The letters C-R-S might appear after your name, but do clients understand what they mean?
By Regina Ludes
When Darlene Sheets earned her CRS Designation in 2009, she put “CRS” in small letters on all her marketing materials, believing that was sufficient to promote her advanced training in real estate. But a past client, who heads up a marketing firm, repeatedly tells Sheets she needs to emphasize her CRS education even more.
“The client told me, ‘You are one of the top agents in the country. It’s OK for you to tell other people about this designation,'” Sheets recalls.
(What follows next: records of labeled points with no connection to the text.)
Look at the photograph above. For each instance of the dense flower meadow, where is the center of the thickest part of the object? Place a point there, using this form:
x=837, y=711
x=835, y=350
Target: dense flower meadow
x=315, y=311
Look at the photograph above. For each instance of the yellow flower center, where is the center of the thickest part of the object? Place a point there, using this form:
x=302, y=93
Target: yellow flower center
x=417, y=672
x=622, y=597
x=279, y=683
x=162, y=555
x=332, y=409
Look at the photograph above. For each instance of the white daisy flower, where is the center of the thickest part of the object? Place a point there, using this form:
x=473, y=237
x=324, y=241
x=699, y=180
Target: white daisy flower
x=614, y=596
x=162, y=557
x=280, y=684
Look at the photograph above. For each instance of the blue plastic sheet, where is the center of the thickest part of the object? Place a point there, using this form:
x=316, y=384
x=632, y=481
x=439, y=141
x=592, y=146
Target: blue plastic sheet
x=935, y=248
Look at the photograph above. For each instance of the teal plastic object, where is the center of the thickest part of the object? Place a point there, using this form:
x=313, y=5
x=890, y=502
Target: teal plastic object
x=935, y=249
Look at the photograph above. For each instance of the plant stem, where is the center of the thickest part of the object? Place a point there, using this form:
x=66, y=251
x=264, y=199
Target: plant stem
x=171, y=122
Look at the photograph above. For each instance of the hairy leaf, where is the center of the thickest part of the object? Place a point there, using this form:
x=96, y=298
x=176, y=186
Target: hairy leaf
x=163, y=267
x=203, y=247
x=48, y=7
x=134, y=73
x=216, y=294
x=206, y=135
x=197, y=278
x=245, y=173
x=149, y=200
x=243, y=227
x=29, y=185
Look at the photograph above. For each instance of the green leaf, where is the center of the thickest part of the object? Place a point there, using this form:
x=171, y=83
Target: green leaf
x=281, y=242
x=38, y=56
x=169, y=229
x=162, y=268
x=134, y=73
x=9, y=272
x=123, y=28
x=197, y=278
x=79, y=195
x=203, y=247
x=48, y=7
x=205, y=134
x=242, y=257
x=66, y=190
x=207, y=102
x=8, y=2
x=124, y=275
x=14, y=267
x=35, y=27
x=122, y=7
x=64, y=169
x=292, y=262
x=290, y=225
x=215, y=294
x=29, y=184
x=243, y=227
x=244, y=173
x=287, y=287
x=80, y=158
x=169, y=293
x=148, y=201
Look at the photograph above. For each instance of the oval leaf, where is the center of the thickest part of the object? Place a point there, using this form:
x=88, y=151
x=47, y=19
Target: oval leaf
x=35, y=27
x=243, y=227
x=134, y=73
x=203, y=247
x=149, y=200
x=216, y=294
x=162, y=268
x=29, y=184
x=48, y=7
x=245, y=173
Over 30,000 REALTORS® have earned the CRS Designation. While the designation is recognized as one of the toughest to achieve in the industry, the meaning is often lost on most consumers, unless CRS agents take the time to explain it to them. CRS agents have taken different approaches to promoting the designation, including flyers, email messages and Facebook posts. But to help consumers understand the CRS Designation, CRS agents say it’s more important to emphasize the advanced training, acquired skills and documented production that the designation requires and which can benefit their clients for many years to come.
The Competitive Advantage
Armed with feedback from her marketing-exec client, Sheets, with Future Home Realty in Seminole, Florida, is making a more conscious effort to educate consumers about the designation. Video testimonials from past clients tout her expertise on her website, WestFlaHomes.com, and a recently designed postcard prominently displays the CRS logo next to her photo. In monthly email messages to her contacts, she regularly discusses the advantages of working with a CRS and touts the extensive CRS network for referrals.
“I don’t think it occurs to consumers to ask for a referral,” she says. “I tell people, ‘If you don’t love where you live, call me. I can interview other CRS agents on your behalf.’ I want to educate people that I can still help them by finding another CRS agent in any part of the country.”
Sheets says the training and resources she received with the CRS Designation has allowed her to compete as an independent agent against franchise agents in her local market. “I’m still at the top of my game, and that’s because of the CRS Designation,” Sheets says.
Matt Yeager, CRS, had been working in real estate for 24 years, but after moving to his current market in Columbus, Ohio, two years ago, he realized he needed something to help people choose him over other agents in the area. The Key Realty agent has created a REALTOR® IQ flyer to show his qualifications compared to other area REALTORS®. The flyer, which he sends out by email or delivers at client meetings, emphasizes his CRS education and his role as the 2016 Ohio CRS State Chair. Yeager has adapted the flyer for his presentations to buyers and sellers, and a local mortgage professional company distributes it in its package of mortgage information for its clients.
“Most consumers overlook designations like CRS because agents don’t mention them in their conversations with clients,” Yeager says. By distributing his flyer to new clients, Yeager hopes to get the conversation started about the CRS brand.
Documented Experience
While many brokers may have earned multiple designations, those acronyms don’t indicate how much experience they have, and most clients don’t understand what those acronyms mean unless you explain it to them, says Andrea Lard, CRS, with Portico Property Consultants in Broomfield, Colorado, outside Denver. “Agents today can earn a certificate sitting in front of a computer for a few hours, but with the CRS Designation, agents need to document that they have completed a minimum number of transactions. It is one of the few real estate designations that require agents to prove their experience in the field,” Lard says. She believes CRSs need to emphasize this aspect of the designation with their clients.
To promote the designation, Lard includes data in her listing presentations from the CRS website comparing the production of a CRS with that of the average REALTOR®. She also shares CRS flyers on her Facebook page and displays the CRS logo on her About Me page on her website.
But in Lard’s view, it isn’t the designation logo or letters that matter to clients, it is the expertise and experience CRS agents bring to the table. In a testimonial on her website, a client said he hired Lard because she approached the transaction differently than non-CRS agents he had interviewed. “While other agents told him they would post his listing on different real estate websites and promote it using social media, I focused on my 20 years of experience, negotiation skills and expertise in pricing the property to help him sell his home,” Lard explains.
When CRS agents take the time to demonstrate their advanced knowledge of real estate, their experience in the business and the extensive referral network, clients will recognize that CRS means more than three letters after their name.